Working as a small business and collaborating with other businesses for so many years, means we know the detrimental effects of a poorly handled HR dispute. We wanted to share some of the (official) “rights and wrongs” of HR that have surfaced since the recent Channel 7 incident, and advise where you can go for third party mediation and dispute resolution.


Know your rights:

  • As soon as an issue arises at work, get advice from an expert and familiarise yourself with your rights – regardless if you are the complainant, respondent or employer.

Obligations of the employer when a complaint is made:

  • Your employer should take the complaint seriously; they have an obligation to investigate any formal complaint.
  • Duty of care, and OH&S regulations that mean they must ensure you are working in a safe and healthy environment.
  • Under WHS Legislation, an employer is required to assess risks and take measures to mitigate hazards.
  • If they do not follow up appropriately, then you can contact an industry-related union for assistance, or you can contact Fair Work Australia or a similar organisation (see our list below!). You can also seek legal representation.

Recording conversations and meetings with HR and management:

  • The law regarding recording conversations depends on what state you live in.
  • In Victoria, you are legally allowed to record a conversation in which you are a party. It is a breach of the Surveillance Devices Act to record a conversation if you are not part of that conversation.
  • Just because you record a meeting or conversation, doesn’t mean you can use that recording.

Your rights when a complaint is made against you:

  • You should be given the opportunity to respond to the complaint.
  • You should be notified 24 hours in advance of any meeting called to address the complaint, with the nature and agenda of the meeting.
  • You have the right to have a support person or representative from a union present at the meeting.

Email surveillance:

  • Workplace contracts and policies will usually state that employers can monitor employee’ use of work computers, including emails.
  • If you are operating on the employers system, the employer will have unrestrained access to your work emails.
  • It could be considered unlawful under the Fair Work Act if your personal emails and text messages are used against you following a complaint.
  • They are not required to give you notice of when they are looking at your emails (and it would defeat the purpose if they gave you a heads up).


Fair Work Australia:

Fair Work provides a guide designed to help employers and employees work through their own workplace disputes.

Step one in any dispute is to know the law. Fair Work outlines that most workplace disputes begin because one party doesn’t know the law. The other biggest cause is a breakdown in communication.

If the tools outlined in the guide don’t have the desired outcome, Fair Work can step in and help resolve the dispute. However, Fair Work still encourages issues to be worked out between the parties involved before making a formal request for help from Fair Work Australia, even if the employee has left the employer.

More information from Fair Work available here.
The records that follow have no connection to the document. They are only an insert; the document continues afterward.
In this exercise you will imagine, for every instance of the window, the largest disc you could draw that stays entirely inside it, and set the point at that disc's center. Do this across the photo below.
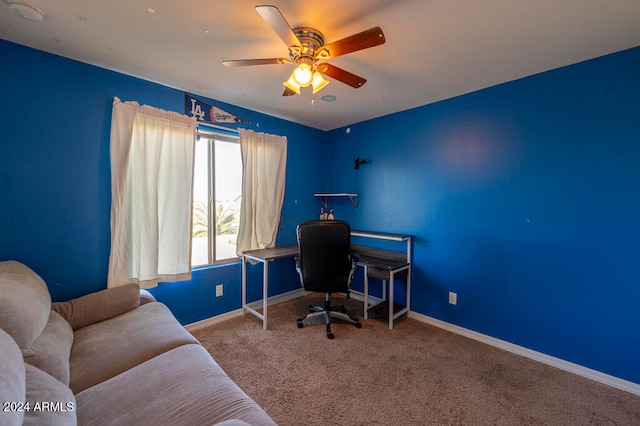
(217, 192)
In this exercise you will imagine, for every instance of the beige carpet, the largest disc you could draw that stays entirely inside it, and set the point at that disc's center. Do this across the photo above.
(415, 374)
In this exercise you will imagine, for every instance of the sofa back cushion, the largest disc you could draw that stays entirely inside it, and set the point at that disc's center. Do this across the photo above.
(25, 303)
(12, 374)
(99, 306)
(51, 350)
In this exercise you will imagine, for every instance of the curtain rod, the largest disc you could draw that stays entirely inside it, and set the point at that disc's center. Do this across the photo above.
(214, 126)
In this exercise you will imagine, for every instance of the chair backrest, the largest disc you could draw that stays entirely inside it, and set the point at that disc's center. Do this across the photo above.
(324, 255)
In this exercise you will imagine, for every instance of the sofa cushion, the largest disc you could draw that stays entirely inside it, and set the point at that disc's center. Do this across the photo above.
(51, 350)
(184, 386)
(99, 306)
(50, 402)
(12, 374)
(25, 303)
(102, 350)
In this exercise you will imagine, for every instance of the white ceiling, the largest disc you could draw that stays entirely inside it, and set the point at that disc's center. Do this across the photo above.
(435, 49)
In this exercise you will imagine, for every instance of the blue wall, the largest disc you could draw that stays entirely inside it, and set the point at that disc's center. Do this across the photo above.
(524, 199)
(55, 188)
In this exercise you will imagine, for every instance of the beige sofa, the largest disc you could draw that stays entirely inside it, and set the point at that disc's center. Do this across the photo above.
(105, 358)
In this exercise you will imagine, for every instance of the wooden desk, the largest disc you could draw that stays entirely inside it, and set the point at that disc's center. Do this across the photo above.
(264, 256)
(386, 265)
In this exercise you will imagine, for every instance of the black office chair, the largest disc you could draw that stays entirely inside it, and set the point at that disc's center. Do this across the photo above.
(325, 264)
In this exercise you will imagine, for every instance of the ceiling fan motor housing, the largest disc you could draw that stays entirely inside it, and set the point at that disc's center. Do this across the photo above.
(311, 40)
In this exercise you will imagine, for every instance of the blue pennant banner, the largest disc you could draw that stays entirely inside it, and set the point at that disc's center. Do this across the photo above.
(207, 113)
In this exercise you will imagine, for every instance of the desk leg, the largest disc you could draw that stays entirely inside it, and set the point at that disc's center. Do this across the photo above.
(366, 292)
(392, 282)
(265, 292)
(244, 284)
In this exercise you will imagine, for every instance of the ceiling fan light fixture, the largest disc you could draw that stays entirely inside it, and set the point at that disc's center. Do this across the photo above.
(302, 74)
(318, 82)
(291, 84)
(26, 11)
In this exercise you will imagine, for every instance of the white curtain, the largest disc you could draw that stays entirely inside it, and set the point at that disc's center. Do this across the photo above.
(151, 184)
(264, 161)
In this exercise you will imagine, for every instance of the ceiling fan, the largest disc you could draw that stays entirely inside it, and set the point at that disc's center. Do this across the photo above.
(309, 53)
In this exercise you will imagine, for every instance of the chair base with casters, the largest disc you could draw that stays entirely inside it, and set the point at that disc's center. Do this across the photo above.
(329, 312)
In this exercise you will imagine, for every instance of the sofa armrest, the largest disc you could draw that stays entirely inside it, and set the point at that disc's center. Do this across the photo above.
(146, 297)
(99, 306)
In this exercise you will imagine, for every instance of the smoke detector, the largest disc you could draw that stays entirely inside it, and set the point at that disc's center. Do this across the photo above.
(26, 11)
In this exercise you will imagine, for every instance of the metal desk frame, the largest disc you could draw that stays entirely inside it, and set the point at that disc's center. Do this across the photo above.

Victorian Equal Opportunity and Human Rights Commission:

 They can provide impartial, flexible and free dispute resolution process to help people resolve discrimination, sexual harassment and racial or religious vilification complaints.

The Victorian Equal Opportunity and Human Rights Commission uses a process called conciliation, which is based on the complainant and respondent talk to one another to reach an agreement about resolving the complaint.

Agreed outcomes could include a private or public apology, financial compensation, an agreement to stop or change behaviour or an agreement to change policies to prevent the behaviour.

More information from the Human Rights Commission available here.

Victorian Ombudsman:

Complaints about breaches of the Charter of Human Rights and Responsibilities can be made to the Victorian Ombudsman.